In part one, I gave a quick justification for using ADLS Gen2 with Azure Databricks. I also promised some juicy details about getting these players to cooperate.
There’s a great guide out there and I’m not going to try to replace it. Instead, I want to supplement the guide. The rest of this series will focus on the problems I keep running into and how I get around them.
Service principals
I’ve had a difficult relationship with service principals. This may not be the canonical vocab, but I think of it as creating an application identity that can be granted assorted roles in one or more Azure products. Products can then use that identity to perform handshakes with each other.
Create the service principal
- Sign in to the Azure Portal
- Navigate to Azure Active Directory
- Select “App registrations” in the left blade
- Select the “+ New registration” button in the top toolbar
- Provide a name for the app
- Select the “Register” button at the bottom of the form
Create a secret
You should’ve been redirected to the app’s Overview page after you registered it. If not, you can get there from the App registrations window in Azure Active Directory.
- Click “Certificates & secrets” in the app’s blade
- Click “+ New client secret”
- Choose a description and expiration for the secret
- Click “Add”
- Copy the secret value
- Add the secret to your Databricks workspace
You can store this secret any way you like. If you want a turnkey and secure method, consider using a password manager. Key Vault is a good option for some use cases but this isn’t one of them.
Assign a role for the service princi pal
The storage accounts need to have the service principal added to their ACLs as a Contributor. Giving Databricks the secret isn’t enough.

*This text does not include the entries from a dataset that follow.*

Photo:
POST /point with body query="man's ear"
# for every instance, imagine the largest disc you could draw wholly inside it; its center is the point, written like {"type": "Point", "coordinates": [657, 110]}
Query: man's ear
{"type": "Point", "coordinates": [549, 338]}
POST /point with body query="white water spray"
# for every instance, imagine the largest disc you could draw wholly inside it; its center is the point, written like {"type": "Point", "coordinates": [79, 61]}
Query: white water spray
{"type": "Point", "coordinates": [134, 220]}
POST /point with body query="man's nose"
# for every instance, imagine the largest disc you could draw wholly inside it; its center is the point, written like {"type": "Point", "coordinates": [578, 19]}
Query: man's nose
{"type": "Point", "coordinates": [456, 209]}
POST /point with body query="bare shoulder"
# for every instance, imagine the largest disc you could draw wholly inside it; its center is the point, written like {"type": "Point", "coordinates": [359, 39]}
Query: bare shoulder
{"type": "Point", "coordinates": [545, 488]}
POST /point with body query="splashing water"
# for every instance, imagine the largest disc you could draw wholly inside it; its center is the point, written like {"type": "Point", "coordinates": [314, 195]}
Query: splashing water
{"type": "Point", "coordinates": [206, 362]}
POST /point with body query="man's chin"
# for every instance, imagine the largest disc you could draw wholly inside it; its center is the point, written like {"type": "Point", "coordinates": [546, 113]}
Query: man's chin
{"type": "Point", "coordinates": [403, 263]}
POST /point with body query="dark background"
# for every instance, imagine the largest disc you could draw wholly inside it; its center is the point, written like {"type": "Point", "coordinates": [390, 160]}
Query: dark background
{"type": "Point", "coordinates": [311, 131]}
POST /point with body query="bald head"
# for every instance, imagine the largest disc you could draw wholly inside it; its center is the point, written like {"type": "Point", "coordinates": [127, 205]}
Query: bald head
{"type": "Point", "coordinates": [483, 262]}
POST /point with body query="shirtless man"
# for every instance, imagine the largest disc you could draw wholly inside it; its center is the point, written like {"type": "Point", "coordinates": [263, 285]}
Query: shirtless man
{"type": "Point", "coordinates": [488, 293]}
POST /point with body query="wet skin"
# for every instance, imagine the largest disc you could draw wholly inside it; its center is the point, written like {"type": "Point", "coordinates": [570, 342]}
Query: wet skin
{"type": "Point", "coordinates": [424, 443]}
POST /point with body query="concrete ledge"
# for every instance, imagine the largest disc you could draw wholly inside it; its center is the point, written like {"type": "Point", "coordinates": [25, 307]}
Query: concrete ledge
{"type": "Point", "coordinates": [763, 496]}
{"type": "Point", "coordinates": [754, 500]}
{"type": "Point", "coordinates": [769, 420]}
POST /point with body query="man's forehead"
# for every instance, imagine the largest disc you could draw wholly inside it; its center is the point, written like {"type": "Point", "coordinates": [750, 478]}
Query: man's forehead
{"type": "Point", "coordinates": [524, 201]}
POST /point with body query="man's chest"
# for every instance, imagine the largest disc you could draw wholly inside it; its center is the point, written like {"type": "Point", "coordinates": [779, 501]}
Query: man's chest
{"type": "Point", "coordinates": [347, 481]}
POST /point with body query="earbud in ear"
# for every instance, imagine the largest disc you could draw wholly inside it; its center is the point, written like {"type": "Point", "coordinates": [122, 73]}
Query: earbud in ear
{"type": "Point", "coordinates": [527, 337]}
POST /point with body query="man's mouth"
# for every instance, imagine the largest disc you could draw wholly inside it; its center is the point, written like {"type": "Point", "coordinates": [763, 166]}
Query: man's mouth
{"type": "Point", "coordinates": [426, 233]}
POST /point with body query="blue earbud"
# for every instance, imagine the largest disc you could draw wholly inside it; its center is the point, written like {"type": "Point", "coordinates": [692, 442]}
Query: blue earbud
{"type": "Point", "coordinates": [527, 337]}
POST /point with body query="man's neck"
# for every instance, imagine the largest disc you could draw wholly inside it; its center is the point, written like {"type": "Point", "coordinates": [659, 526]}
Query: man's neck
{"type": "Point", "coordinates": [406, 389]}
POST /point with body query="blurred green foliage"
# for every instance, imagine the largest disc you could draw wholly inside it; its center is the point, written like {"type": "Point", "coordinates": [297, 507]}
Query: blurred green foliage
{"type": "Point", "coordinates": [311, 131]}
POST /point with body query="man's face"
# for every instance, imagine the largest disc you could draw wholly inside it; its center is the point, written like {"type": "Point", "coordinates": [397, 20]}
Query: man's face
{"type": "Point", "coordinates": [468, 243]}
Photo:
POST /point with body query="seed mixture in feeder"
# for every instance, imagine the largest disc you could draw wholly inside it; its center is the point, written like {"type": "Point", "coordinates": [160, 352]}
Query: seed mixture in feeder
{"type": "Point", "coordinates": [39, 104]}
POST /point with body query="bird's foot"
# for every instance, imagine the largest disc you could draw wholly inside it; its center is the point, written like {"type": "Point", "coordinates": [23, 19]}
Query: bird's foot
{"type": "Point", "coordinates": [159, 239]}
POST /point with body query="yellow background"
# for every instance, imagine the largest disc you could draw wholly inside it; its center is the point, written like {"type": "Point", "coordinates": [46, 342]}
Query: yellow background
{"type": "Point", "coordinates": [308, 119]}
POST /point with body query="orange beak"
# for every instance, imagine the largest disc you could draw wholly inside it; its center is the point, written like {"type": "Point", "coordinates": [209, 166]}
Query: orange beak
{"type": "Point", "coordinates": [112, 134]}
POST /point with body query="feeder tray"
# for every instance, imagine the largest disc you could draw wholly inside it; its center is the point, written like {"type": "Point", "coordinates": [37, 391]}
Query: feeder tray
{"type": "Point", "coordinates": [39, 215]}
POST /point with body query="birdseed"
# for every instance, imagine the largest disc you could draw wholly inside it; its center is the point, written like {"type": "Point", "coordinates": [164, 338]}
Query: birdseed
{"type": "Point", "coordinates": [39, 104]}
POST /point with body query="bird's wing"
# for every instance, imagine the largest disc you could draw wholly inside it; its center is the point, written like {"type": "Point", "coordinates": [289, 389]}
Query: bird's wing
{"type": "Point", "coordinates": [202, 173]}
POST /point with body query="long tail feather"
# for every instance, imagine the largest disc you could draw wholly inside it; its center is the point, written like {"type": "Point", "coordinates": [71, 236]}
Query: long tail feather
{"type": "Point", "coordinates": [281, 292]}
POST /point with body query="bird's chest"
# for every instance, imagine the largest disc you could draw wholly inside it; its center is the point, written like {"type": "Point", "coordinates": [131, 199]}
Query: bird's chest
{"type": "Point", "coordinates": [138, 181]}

Contributor may be too permissive for your business rules. I encourage you to investigate which roles will do the trick, if there are any others.
Recap
Service principals are a necessary evil to give certain Azure products an identity they can use with one another. Databricks can assume that identity using a secret generated by the service principal and, assuming the storage account has assigned the correct role to it, Databricks will then have access to that storage.